GC performance - was Re: [gclist] GC topics

boehm.PARC@xerox.com boehm.PARC@xerox.com
Fri, 23 Feb 1996 11:05:36 PST


"As I told you earlier, I do not have this limitation: I can use the most
optimizing C compiler with YAFL, and then again, I believe this is not the
proper way of answering the question: apparently, even you seem to admit
that conservative GC *is* slower than precise GC, and given the liberty
to implement any of thoses systems in a brand new compiler, language
or environment (so you optimizing compiler issue does not apply),
precise GC has clear advantages."

Perhaps you should tell us how you keep track of pointers in YAFL.  We are
mixing together many issues here.  Assuming you are generating C code, I think
the possibilities are roughly:

1) In the single-threaded case, you could explicitly keep a data structure that
allows the collector to find all roots.  All evidence I've seen so far suggests
that this costs on the order of a factor of 2 for pointer-intensive C/C++ code.
Either pointer assignments and/or pointer variable creation become expensive.
Much of the cost here is often associated with preventing the C compiler form
keeping pointer variables in registers.  If you can do this with only 20%
overhead for pointer-intensive optimized C code, I'm impressed.  (One
difference here is that you can optimize in generating the C code.  The other
experiments of which I'm aware used C++ "smart" pointers, which tend to be
compiled poorly by C++ compilers.)  This does give you completely portable code
with "precise" collection.  In the multi-threaded case, this is probably too
horrible to contemplate.

2) You could try to use debugger information to locate pointers.  Paul Wilson
has apparently had reasonable results with this sort of approach.  I've
personally never trusted it enough to rely on it, especially with optimized
code.  The result wouln't be portable, but you might avoid the performance hit.

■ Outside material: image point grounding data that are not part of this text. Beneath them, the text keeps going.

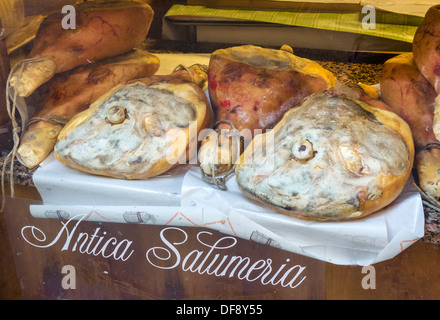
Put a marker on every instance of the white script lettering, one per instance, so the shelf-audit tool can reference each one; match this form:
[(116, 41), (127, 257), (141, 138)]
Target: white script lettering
[(84, 242), (211, 262)]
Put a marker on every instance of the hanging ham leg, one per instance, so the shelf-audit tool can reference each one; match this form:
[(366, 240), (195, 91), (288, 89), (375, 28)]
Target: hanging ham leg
[(426, 51), (410, 95), (102, 30)]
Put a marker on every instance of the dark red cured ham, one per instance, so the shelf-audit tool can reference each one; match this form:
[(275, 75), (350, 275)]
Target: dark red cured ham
[(250, 89)]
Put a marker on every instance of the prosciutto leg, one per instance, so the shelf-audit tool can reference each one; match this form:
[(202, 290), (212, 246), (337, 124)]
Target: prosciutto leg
[(250, 89), (71, 92), (410, 95), (426, 52), (103, 29)]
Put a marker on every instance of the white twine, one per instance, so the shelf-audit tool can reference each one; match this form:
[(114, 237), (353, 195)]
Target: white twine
[(11, 93)]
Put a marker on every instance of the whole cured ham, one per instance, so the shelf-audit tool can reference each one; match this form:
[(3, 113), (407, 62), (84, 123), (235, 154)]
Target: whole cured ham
[(138, 130), (325, 160), (250, 89), (103, 29), (425, 48), (73, 91), (410, 95)]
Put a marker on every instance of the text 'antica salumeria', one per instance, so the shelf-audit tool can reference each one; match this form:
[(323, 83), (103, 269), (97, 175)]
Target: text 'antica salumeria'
[(211, 260)]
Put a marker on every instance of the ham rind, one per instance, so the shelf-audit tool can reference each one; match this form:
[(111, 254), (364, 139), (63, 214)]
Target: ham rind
[(410, 95), (103, 29), (71, 92), (137, 130), (325, 160), (425, 47), (250, 89)]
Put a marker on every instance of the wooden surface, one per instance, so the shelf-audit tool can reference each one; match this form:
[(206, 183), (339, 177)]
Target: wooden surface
[(413, 274)]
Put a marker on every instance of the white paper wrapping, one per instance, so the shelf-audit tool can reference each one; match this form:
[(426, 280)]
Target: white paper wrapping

3) You could use a partially or fully conservative approach.  The collector
would run a bit more slowly.  If we assume that you generate essentially all
the code, and hence you can easily limit the static data areas scanned by the
collector, and allocate pointerfree objects suitably, the penalty for the
conservative stack scan is minimal, certainly much less than 20%.  If you
wanted to limit the possibility of false references you could also supply
layout information for heap objects, but that wouldn't seriously affect typical
performance.  What you lose is the ability to allocate from a contiguous free
area.  The crucial gain is that you don't need to tell the collector which
registers, etc. contain pointers at what points.

If you are generating code directly, you have the added option of statically
generating descriptors for PC ranges so that the collector can find pointer
variables in registers, etc.  This has less run-time cost than the first
option.  It has some other disadvantages, though:

1. The size of these tables is not completely trivial if you assume collections
are restricted to a small set of program points.  (See the PLDI '92 paper by
Diwan, Moss, and Hudson.)

2. Depending on the expressiveness of the language used in your table, compiler
optimizations will be slightly restricted.

3. It's hard to support asynchronous collection at arbitrary program points.
Getting around this in a multi-threaded system will cost you portability and/or
runtime overhead.

4. You can't use a standard, well-tuned, compiler back-end.  You have to build
your own.  This is probably the most serious problem.  I believe it's the main
reason SRC Modula 3 still uses a conservative stack scan.

It's also worth repeating that the "predictability" you get from precise
collection only materializes if the rest of the system defines what objects are
accessible when.  Very few existing systems do, even if they have a "precise"
collector.  This significantly constrains your implementation, and often incurs
an added performance cost.

Hans